Schwäbische Zeitung (Ravensburg / Weingarten)
Orbán und die EVP-Spitze kommen sich nicht näher
Der ungarischen Fidesz-Partei droht nach wie vor der Ausschluss von den europäischen Konservativen – Merkel will vermitteln
BUDAPEST (dpa) - Gut zwei Monate vor der Europawahl droht weiter eine Spaltung der konservativen Europäischen Volkspartei. Im Streit um einen möglichen Ausschluss der ungarischen Fidesz-Partei gab es bei einem Gespräch zwischen dem EVPSpitzenkandidaten, Manfred Weber, und dem ungarischen Ministerpräsidenten Viktor Orbán am Dienstag keine nennenswerte Annäherung. „Wir bleiben weiter im Gespräch“, sagte Weber (CSU) nach dem Treffen in Budapest mit dem rechtsnationalen Regierungschef. Es sei ein konstruktiver Austausch gewesen, der viele Fragen berührt habe.
Kritiker werfen Orbán vor, in Ungarn seit Jahren Demokratie und Rechtsstaat auszuhöhlen, kritische Medien zum Schweigen zu bringen und die Opposition durch Repressalien zu schwächen. Zuletzt erregte eine Plakataktion gegen den von der EVP gestellten EU-Kommissionspräsidenten Jean-Claude Juncker Unmut in der Parteienfamilie. Würde die Fidesz aus der EVP herausbrechen, erlitten Webers Ambitionen, nach der Europawahl Ende Mai EUKommissionschef zu werden, jedoch einen herben Rückschlag.
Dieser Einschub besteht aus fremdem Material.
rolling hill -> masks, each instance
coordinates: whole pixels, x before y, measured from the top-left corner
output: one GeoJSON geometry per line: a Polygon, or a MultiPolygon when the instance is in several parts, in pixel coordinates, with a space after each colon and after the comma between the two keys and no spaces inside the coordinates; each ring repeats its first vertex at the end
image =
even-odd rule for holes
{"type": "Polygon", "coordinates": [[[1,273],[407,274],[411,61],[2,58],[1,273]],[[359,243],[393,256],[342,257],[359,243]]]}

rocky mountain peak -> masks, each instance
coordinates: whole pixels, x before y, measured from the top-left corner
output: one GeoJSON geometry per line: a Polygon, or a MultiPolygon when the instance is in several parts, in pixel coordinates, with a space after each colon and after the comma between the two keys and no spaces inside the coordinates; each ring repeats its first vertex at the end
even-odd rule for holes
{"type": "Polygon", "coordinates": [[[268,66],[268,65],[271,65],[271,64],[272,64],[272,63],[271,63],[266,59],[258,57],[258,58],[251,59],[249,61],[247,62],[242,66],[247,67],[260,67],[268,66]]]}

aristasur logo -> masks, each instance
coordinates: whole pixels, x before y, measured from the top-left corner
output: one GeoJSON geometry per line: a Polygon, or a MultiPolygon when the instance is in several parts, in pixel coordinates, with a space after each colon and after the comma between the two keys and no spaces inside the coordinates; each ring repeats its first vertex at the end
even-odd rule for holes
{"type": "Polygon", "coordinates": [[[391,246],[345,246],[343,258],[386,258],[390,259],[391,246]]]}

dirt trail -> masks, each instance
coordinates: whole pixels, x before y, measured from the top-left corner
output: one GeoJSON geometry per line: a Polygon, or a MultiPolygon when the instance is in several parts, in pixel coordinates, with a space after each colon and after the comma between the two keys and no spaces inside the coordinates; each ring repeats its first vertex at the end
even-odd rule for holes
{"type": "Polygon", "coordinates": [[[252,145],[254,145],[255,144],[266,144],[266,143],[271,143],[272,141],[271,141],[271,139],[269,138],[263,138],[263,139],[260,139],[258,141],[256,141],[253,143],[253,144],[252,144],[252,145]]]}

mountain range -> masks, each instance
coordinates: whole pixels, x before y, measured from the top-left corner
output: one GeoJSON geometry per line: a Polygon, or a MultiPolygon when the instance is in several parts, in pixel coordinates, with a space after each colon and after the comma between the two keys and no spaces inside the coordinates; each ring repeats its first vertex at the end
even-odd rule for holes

Während der Vorsitzende der CSU-Abgeordneten im Bundestag, Alexander Dobrindt, und andere in CDU und CSU auf ein Zeichen Orbáns hofften, trotz aller Differenzen in der EVP bleiben zu wollen, forderten die Grünen Weber zu Härte gegenüber Orbán auf. „Manfred Weber muss Viktor Orbán unmissverständlich klarmachen, dass die europäischen Werte für alle Mitgliedsländer gleichermaßen gelten“, sagte der Spitzenkandidat der deutschen Grünen für die Wahl, Sven Giegold.
Bundeskanzlerin Angela Merkel ließ erkennen, dass sie beim EU-Gipfel kommende Woche das Gespräch mit Orbán suchen wolle. Das Problem sei aber zunächst eine Parteiangelegenheit. Aber natürlich sei sie mit allen Regierungschefs im Gespräch.
13 Parteien sind für Ausschluss
Der EVP-Vorstand wird nächste Woche Mittwoch über den weiteren Umgang mit Orbáns Partei entscheiden. Bislang haben 13 Parteien offiziell den Ausschluss oder die zeitweise Suspendierung gefordert. Am Ende könnte ein Ausschluss stehen.
Weber selbst betonte nach dem Gespräch am Dienstag erneut, er habe Orbán klargemacht, dass die Grundwerte in der EVP nicht verhandelbar seien. Konkret wurde er allerdings nicht: „Wir stehen in einem Dialog. Ich werde das nicht kommentieren, so lange wir diesen nicht abgeschlossen haben.“Orbán habe aber zugesagt, die jüngste AntiEU-Plakatkampagne zu beenden. „Das ist ein erstes, kleines Signal.“Aber: „Eine Menge Fragen liegen auf dem Tisch.“Es gehe da auch um das größere Bild: Das Europaparlament leite bereits ein Sanktionsverfahren wegen der Gefährdung von EUGrundwerten gegen Ungarn ein, die EU-Kommission verklagte das Land wegen der Verletzung von EU-Recht.
Dobrindt rief alle Beteiligten auf, „verantwortungsvoll“mit der Situation umzugehen. Orbán müsse klar machen, dass Fidesz Teil der Parteienfamilie sein wolle. Der GrünenEuropaabgeordnete Giegold sagte: „Es darf keinen Grundrechte-Rabatt aufgrund von Parteimitgliedschaft geben.“Als EVP-Spitzenkandidat müsse Weber sich unabhängig machen von seiner CSU, die Orbán immer wieder hofiert habe, forderte Giegold.